Friday, September 10, 2010

Holiday Planning

I want to start making plans for the holidays. Thanksgiving, Christmas and New Years always seem to just sneak up on me. We are thinking Christmas is going to be a holiday at home. We have not had a Christmas in our own home since we got married so this is going to be a special Christmas. We always move every winter so we're typically in a hotel or at a family members home for Christmas. Now I'm not sure if we're going to go somewhere for any of the other holidays or no. I'm pretty sure New Years will be spent at home.

The big thing for me is I've never hosted a Christmas for family. I guess that's a given since we've never had a Christmas in our own home together. We are hoping that family will come spend Christmas with us. So I'm going to make or buy some Christmas invitations and send them out to family in hopes that we can spend Christmas together with family. This is an attempt to bring family out to visit and celebrate Christmas together. Honestly, I want it to work out and everyone come together but I have my doubts.

Now to find a place that has cute Christmas cards or that can make some for me. Except instead of a "Merry Christmas" I want something that is more an invitation. Anyone ever done this before? I need some ideas. I'm sure since it's only September, I can make something or have something made but I haven't a clue where to start.
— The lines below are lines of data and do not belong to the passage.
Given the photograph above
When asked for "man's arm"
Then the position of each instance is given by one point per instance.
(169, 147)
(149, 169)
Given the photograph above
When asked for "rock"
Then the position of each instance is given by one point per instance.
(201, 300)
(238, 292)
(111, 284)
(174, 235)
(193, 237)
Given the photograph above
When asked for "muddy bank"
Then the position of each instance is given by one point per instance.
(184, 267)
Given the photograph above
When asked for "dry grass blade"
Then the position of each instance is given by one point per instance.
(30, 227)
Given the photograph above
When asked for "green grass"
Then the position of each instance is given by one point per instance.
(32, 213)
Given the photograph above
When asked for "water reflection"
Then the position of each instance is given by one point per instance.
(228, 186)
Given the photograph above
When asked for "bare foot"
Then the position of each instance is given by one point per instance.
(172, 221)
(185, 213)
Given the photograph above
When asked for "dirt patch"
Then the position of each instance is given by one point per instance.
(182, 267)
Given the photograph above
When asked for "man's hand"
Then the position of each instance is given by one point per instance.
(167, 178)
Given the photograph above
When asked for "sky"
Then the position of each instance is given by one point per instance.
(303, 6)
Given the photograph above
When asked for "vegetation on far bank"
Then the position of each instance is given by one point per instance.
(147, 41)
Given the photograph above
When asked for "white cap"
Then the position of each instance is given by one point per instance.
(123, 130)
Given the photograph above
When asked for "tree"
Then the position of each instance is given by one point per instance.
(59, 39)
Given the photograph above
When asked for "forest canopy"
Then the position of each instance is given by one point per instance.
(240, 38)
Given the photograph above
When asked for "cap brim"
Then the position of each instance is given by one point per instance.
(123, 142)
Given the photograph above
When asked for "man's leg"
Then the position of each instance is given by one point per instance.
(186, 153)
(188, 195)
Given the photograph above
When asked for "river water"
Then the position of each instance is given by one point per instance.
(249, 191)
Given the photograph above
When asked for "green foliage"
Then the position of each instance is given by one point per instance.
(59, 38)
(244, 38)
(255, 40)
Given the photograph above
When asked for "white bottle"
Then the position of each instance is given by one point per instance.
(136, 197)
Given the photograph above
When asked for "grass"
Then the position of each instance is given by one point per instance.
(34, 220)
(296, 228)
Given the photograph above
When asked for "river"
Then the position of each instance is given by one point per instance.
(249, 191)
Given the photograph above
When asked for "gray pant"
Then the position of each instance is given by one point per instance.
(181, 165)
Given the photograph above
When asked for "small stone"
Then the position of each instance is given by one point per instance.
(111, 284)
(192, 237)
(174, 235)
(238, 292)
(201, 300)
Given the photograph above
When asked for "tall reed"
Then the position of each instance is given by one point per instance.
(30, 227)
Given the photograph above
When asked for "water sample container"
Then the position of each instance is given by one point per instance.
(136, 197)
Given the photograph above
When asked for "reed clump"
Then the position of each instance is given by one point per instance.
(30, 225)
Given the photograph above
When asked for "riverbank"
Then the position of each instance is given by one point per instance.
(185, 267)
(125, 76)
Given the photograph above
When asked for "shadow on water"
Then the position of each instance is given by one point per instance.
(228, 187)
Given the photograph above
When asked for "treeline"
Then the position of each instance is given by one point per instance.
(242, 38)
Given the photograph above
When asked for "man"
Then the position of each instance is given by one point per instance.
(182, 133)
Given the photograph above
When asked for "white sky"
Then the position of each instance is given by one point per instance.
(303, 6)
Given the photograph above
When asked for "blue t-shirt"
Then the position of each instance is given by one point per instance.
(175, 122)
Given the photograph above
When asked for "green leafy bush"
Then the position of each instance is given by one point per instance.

But I plan to decorate all around the house, inside and out. I haven't had a year where I could deck out the house. I think this year is going to be it! (Hopefully, you never can tell with the Army!) LOL

Wednesday, September 8, 2010

I'm losing my mind.

It feels like there is so much going on all the time. I cloth diaper so I'm constantly doing laundry. Jayson is in school so I gotta remember to make his lunch every night. There are daily chores, taking Jayson to and from school. Eli naps twice most days. I do diaper parties and individual consultations. I'm trying to make friends and I am attempting to run a play group. I can't remember anything and to top it all off, I switched from a blackberry to an HTC Evo. I know that sounds silly and minute but it has made me feel so lost. I still haven't figured out how to run my EVO the way I could my blackberry. The calendar works differently so I don't get the same type of notices that I used to. Once I get used to it I'm sure everything will start running smoothly again.

I'm trying to keep myself busy but it feels like I can't remember anything lately. So if you are reading this and I've accidentally stood you up or forgotten about our date, please forgive me I have mommy mush brain lately! I have a lot going on in my head and I need some place to put it. I'm going to start blogging more again to keep my thoughts in order. I hope this helps! (Plus learning how to use my new smart phone ugh!) LOL

Tuesday, September 7, 2010

Miracle Mile 3-mile Breast Cancer Walk

I will be participating in this years Miracle Mile 3-mile Breast Cancer Walk here in Augusta, GA. The Miracle Mile Walk is a three-mile fun walk to raise money to fight breast cancer. One hundred percent of the net proceeds from the Miracle Mile Walk will provide breast cancer care, including free mammograms to the underserved.

Last year, the Breast Health Center at University Hospital served more than 13,000 women and facilitated the diagnosis of 265 new cases of breast cancer.

It will take place on October 16th and I'm taking donations towards the cause prior to the race.

Jay and I are trying to raise $300 before the walk. We are just starting so our donations are low. We have only $20 right now. So any little bit helps! If you want to donate as little as a dollar, we'll take it! Please email me to let me know if you would like to make a donation!
traci@diaperparties.com or contact me on facebook @traci orzeck

Thanks to you all!

We are a different family than most.

I know I haven't posted in a while but I'm a little down right now and I needed to let it out.  Both my  parents and Jay's parents have split up. My mom works random crazy hours, my dad and I don't speak. My mother-in-law is retired and my father-in-law still works full time. For some reason, no one on either side of our families can find the time (or money, or enter excuse here) to visit. I am not trying to blast our business but I'm feeling down about this and this is my outlet. I understand that my mom and father in law are working, but I don't have to like that they don't visit.

Being a military family, you learn right away that family is your best support system during trying times. I, on the other hand, have learned differently. I have learned that family causes unnecessary stress, anger and sadness. I feel like they don't understand my situation or sympathize with me. My support system has become Annie. When I'm angry, sad, happy or depressed, she is the one I share with (besides my husband, of course). Hearing about all my other friends/acquaintances having family in town lately, just makes me sad that my family, especially my kids don't have those same connections/bonds.

I was fortunate enough to have my grandparents down at the beginning of July. That was a nice treat. But in the 4+ years that my husband and I have been married that was the 3rd time anyone in the family has visited us that didn't require me to give birth to a child. Sometimes it's nice to have family visit. To know that you are loved and supported in the life you have made for yourself and children. Lately, I don't feel like I have that.

So what ever it is that is keeping them away, be it work, bills, or just a difference in opinion, it hurts and my children are missing out on vital parts of life.